夢と現実がわからなくなり、色々なものが見えたり聞こえたり(幻覚)。

多くの方は、若いころに記憶に引っ張られます。おそらく、若年者の記憶の方が強いからでしょう。そうすると、認知症の方にとって、周囲の方は自分の親のように見えてしまいます。
自分の親だと思って話をしている人に、”おばあちゃん、しっかりしてね、変なことばかり言わないの!”と怒られることをイメージしてください。
どうなりますか?
ほとんどの方は発狂すると思います。
認知症の方とお話をするときは、イマジネーションが重要です。今はこんな心理状態なのかな、何歳ころの記憶に引っ張られているのかなと思うと、穏やかに話ができます。
介護をしている方は毎日が戦場なので、穏やかにしましょうね、といわれても困ってしまうと思います。患者さんは新規の記憶形成がないので、イライラしたら数分離れることが大事です。数分後に戻ってみると、きっと忘れています。

②取り繕う

アルツハイマー型認知症では、取り繕うのも重要な所見です。
分からないことがあっても、決して分からないとは言いません。

僕は認知症の方に必ずご年齢を聞きます。
アルツハイマー型認知症の方は、”う~ん、そうね、ねえ、何歳かしらね”と周囲の方に意見を求め、誰かが話してくれるのを待っています。
年齢なんて言いたくないわ、と誤魔化すことも多いです。
一方で、他のタイプの認知症は、”なんでそんなことを聞くのか?答える必要はない!”とか”年齢ってなんだ?”といった反応を示します。

取り繕いは厄介です。
うまく誤魔化すため、よほど認知症が進行しないと、周囲からは認知症と理解されません。高齢ドライバーの問題はここにあると思っています。

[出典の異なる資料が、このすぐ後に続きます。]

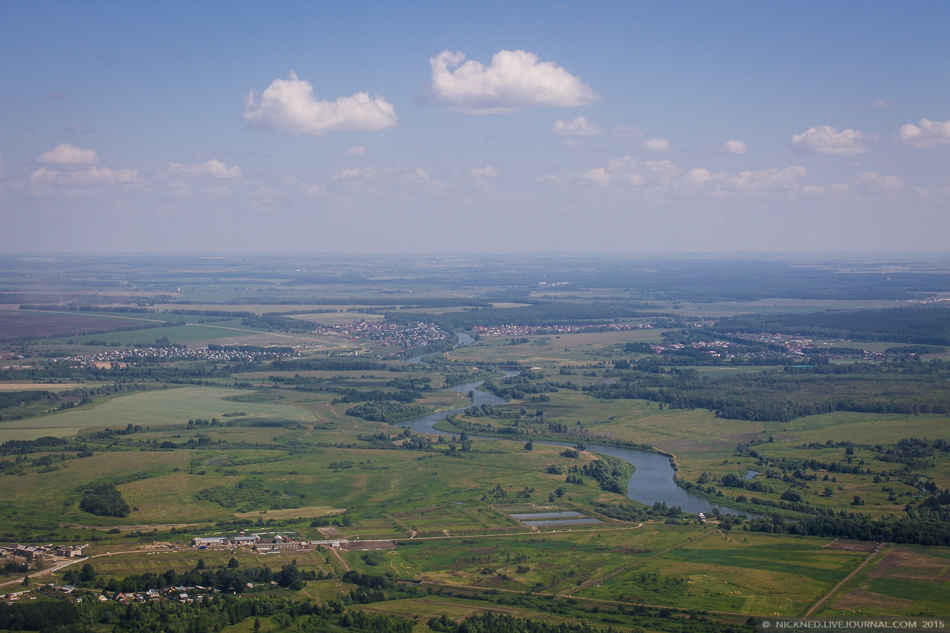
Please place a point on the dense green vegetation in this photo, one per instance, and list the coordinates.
(104, 500)
(801, 400)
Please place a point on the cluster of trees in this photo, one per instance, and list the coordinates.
(780, 397)
(376, 395)
(328, 363)
(389, 412)
(277, 323)
(611, 473)
(913, 325)
(251, 494)
(104, 500)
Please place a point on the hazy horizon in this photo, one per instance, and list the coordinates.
(535, 128)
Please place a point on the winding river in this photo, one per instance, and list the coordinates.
(651, 482)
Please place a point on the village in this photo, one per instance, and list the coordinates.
(33, 560)
(123, 357)
(522, 330)
(384, 334)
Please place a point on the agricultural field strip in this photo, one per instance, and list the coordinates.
(94, 314)
(843, 581)
(625, 568)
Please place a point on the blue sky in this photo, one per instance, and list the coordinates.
(490, 127)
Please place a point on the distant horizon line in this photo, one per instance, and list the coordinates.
(848, 254)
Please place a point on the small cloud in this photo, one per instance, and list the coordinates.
(735, 147)
(214, 168)
(68, 154)
(512, 81)
(366, 173)
(926, 133)
(657, 145)
(698, 176)
(626, 131)
(76, 128)
(876, 183)
(45, 177)
(104, 176)
(483, 172)
(828, 140)
(288, 105)
(768, 179)
(580, 126)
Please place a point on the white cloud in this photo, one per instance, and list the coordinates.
(77, 128)
(657, 145)
(484, 172)
(46, 178)
(288, 105)
(103, 176)
(766, 179)
(68, 154)
(735, 147)
(366, 173)
(927, 133)
(627, 171)
(876, 183)
(698, 176)
(43, 176)
(213, 168)
(828, 140)
(626, 131)
(512, 81)
(580, 126)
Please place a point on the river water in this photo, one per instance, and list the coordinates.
(651, 482)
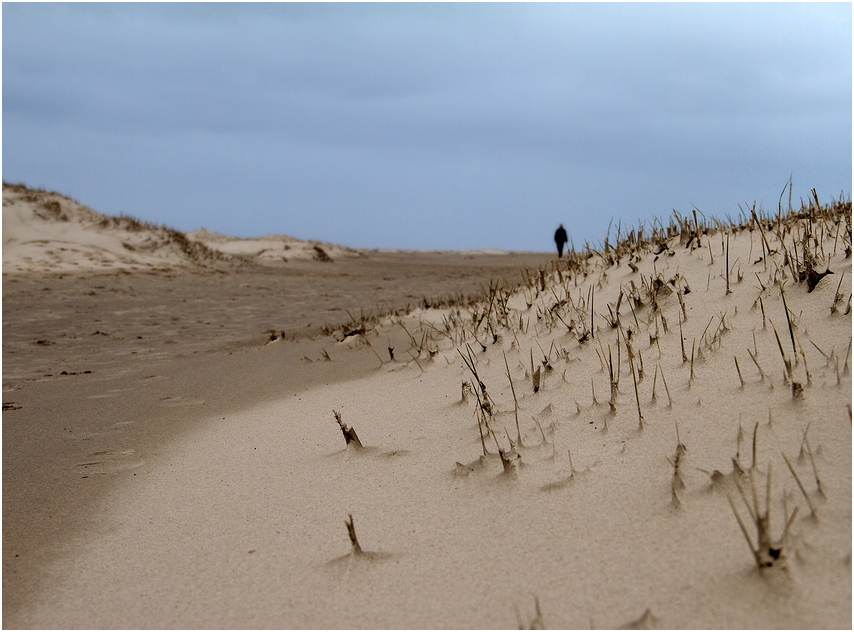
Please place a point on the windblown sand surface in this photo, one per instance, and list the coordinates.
(595, 473)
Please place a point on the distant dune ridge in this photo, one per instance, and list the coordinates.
(655, 432)
(51, 232)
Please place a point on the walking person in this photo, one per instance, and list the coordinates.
(560, 240)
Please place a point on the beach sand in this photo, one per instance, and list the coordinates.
(170, 459)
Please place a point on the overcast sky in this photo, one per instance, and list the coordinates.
(445, 126)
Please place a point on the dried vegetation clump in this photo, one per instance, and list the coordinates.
(593, 357)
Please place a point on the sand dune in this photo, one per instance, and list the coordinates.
(656, 434)
(46, 231)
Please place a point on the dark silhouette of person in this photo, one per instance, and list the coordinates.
(560, 240)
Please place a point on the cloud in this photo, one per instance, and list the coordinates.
(342, 113)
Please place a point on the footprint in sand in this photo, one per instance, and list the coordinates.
(178, 401)
(109, 462)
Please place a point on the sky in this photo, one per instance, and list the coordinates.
(439, 126)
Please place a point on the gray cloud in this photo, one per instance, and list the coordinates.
(333, 121)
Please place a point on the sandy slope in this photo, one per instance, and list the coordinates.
(595, 513)
(46, 231)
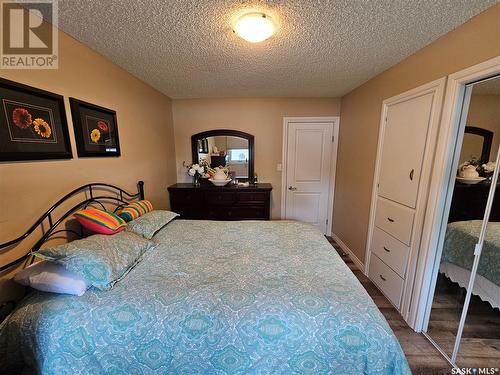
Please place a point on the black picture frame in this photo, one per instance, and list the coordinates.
(96, 129)
(33, 124)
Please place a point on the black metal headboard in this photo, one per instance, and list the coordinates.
(120, 199)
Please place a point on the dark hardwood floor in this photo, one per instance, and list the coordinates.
(422, 356)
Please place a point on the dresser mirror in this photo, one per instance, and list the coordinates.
(231, 149)
(476, 144)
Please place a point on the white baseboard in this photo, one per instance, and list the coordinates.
(349, 252)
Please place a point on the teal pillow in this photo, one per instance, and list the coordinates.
(148, 224)
(101, 260)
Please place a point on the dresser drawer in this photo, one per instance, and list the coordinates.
(220, 198)
(186, 197)
(252, 197)
(395, 219)
(386, 279)
(393, 252)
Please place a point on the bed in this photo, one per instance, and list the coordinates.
(458, 257)
(214, 298)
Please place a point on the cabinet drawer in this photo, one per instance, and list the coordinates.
(251, 197)
(393, 252)
(217, 198)
(386, 279)
(185, 197)
(395, 219)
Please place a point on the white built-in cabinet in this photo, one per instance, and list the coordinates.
(407, 138)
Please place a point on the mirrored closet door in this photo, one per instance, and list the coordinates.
(464, 320)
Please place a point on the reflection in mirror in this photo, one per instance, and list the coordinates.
(226, 151)
(480, 335)
(230, 149)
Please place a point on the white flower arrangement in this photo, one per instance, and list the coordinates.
(489, 167)
(197, 170)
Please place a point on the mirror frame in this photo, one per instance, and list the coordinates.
(228, 133)
(487, 141)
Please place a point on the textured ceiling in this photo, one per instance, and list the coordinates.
(489, 87)
(186, 48)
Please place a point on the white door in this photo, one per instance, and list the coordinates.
(308, 155)
(405, 136)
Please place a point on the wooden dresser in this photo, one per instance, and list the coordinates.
(221, 203)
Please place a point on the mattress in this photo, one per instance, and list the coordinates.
(483, 288)
(460, 240)
(214, 298)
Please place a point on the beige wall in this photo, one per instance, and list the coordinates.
(469, 44)
(261, 117)
(484, 112)
(27, 189)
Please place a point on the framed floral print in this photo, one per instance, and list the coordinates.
(33, 124)
(96, 129)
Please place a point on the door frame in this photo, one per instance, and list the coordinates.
(437, 88)
(335, 120)
(431, 244)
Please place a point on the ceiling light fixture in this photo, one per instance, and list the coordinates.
(254, 27)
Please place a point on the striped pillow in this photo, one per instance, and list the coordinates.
(99, 221)
(135, 209)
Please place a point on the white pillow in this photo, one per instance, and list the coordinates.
(51, 277)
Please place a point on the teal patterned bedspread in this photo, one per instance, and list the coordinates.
(212, 298)
(460, 240)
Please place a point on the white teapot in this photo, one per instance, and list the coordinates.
(468, 171)
(221, 174)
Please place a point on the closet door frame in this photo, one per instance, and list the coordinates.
(435, 87)
(437, 201)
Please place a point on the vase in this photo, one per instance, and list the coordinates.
(196, 180)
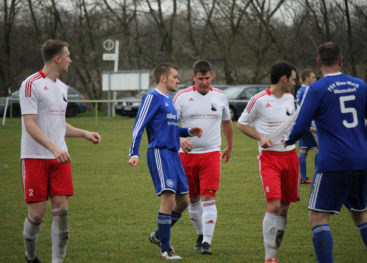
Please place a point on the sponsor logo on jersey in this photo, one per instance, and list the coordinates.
(171, 116)
(169, 182)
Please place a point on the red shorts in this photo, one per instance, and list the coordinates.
(279, 174)
(202, 172)
(42, 178)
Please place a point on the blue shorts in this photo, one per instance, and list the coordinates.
(307, 141)
(167, 172)
(330, 190)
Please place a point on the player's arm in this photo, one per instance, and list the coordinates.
(227, 127)
(30, 123)
(71, 131)
(264, 141)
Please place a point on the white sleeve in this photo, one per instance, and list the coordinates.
(226, 112)
(178, 106)
(249, 114)
(28, 98)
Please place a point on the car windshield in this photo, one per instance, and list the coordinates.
(233, 93)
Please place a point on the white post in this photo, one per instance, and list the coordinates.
(115, 69)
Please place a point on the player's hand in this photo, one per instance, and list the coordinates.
(227, 153)
(134, 161)
(94, 137)
(196, 131)
(265, 142)
(61, 156)
(186, 145)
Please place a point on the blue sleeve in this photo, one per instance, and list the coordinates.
(305, 117)
(146, 112)
(184, 132)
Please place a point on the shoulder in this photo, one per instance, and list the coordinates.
(183, 92)
(261, 96)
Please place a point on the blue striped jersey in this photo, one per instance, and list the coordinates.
(158, 115)
(338, 104)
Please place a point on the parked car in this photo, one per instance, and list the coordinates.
(129, 105)
(72, 109)
(244, 93)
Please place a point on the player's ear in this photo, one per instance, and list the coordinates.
(318, 61)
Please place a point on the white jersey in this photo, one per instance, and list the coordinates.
(206, 111)
(268, 113)
(47, 99)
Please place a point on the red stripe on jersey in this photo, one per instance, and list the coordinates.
(254, 99)
(28, 84)
(181, 92)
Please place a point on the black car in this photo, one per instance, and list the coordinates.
(243, 93)
(72, 109)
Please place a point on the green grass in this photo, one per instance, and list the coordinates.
(114, 207)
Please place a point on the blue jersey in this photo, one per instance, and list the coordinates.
(338, 104)
(158, 115)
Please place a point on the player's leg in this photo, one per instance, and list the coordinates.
(302, 155)
(209, 177)
(59, 228)
(61, 187)
(322, 238)
(35, 184)
(357, 202)
(32, 227)
(195, 206)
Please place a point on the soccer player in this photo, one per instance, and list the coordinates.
(338, 104)
(208, 107)
(45, 160)
(158, 115)
(307, 142)
(278, 165)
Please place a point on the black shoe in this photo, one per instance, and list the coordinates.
(198, 242)
(205, 248)
(36, 260)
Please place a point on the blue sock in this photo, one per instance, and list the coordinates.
(316, 158)
(363, 231)
(302, 165)
(175, 217)
(164, 228)
(323, 243)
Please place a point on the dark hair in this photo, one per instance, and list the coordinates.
(51, 48)
(329, 53)
(306, 74)
(280, 69)
(162, 69)
(202, 66)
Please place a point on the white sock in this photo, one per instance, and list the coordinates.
(30, 236)
(195, 212)
(273, 230)
(209, 220)
(59, 234)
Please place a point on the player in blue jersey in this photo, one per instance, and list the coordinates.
(338, 104)
(158, 115)
(307, 141)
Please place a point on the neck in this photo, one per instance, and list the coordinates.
(276, 90)
(162, 88)
(50, 72)
(332, 69)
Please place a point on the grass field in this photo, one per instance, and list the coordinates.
(114, 207)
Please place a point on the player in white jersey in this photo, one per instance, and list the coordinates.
(208, 107)
(46, 171)
(268, 111)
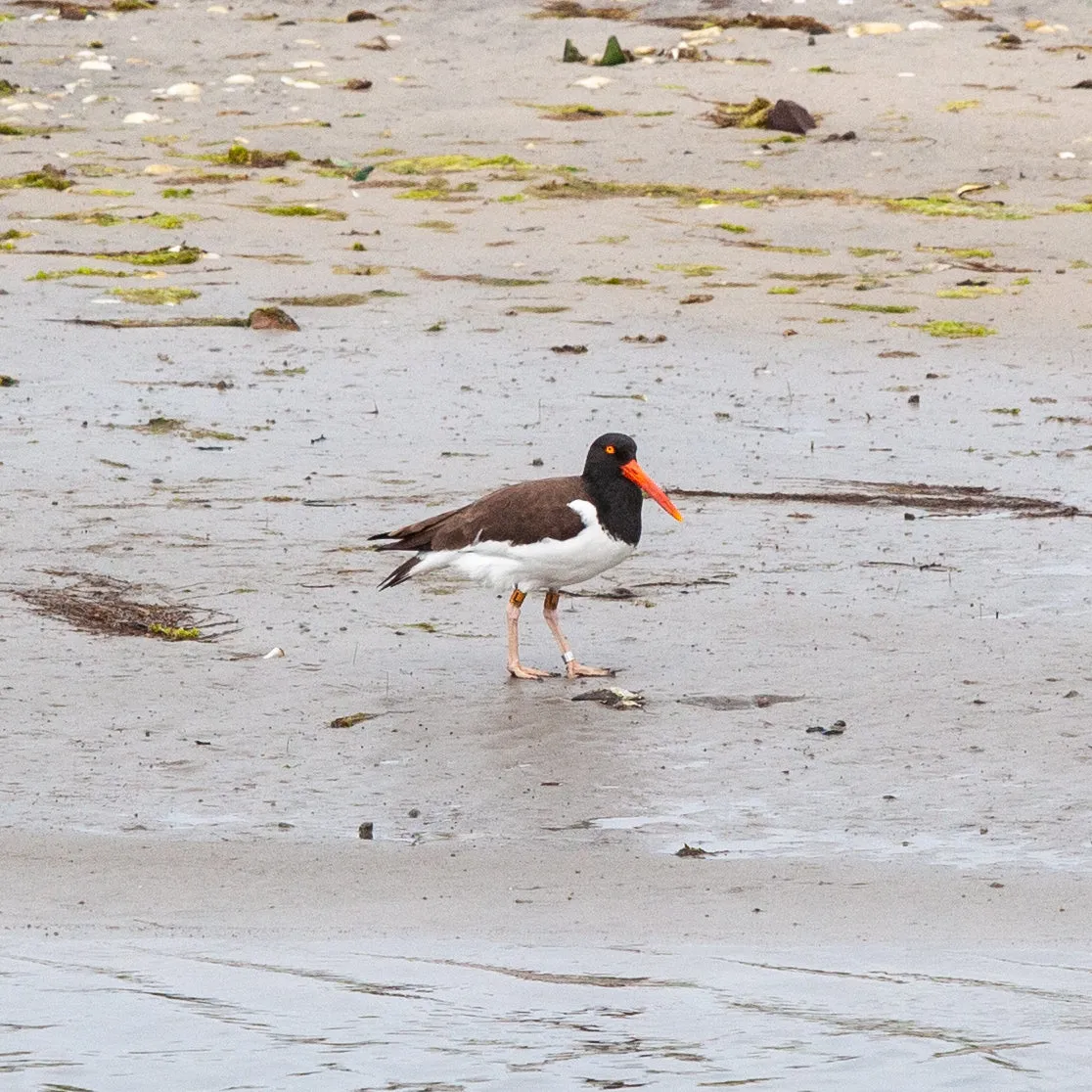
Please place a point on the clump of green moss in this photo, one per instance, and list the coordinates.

認知症を疑ったら、何気なく、”お父さん、この前の誕生日で何歳になったの?”と聞いてみてください。2歳以上離れていたら、認知症の可能性が高いですよ。さらに誤魔化したら、アルツハイマー型認知症の可能性が高いです。
クリニックを受診していただき、ご相談しましょう。

※家族に対しては、阿吽の呼吸があるため取り繕いやすいです。そのため、家族には話しやすく、怒鳴りやすくなります。一方で、他人に対しては、取り繕い、良いところを見せようとするので、急におとなしい穏やかな方になります。
人と話すと穏やかなのに、家族に対しては横柄で、より介護が大変になります。
この場合、第三者に介護に入ってもらうのが良く、介護サービスを積極的に使いましょう。

※認知症で理性がなくなるので、元々怒りやすい人はより一層怒ります。以前の性格が二回りくらい悪くなると思った方が良いです。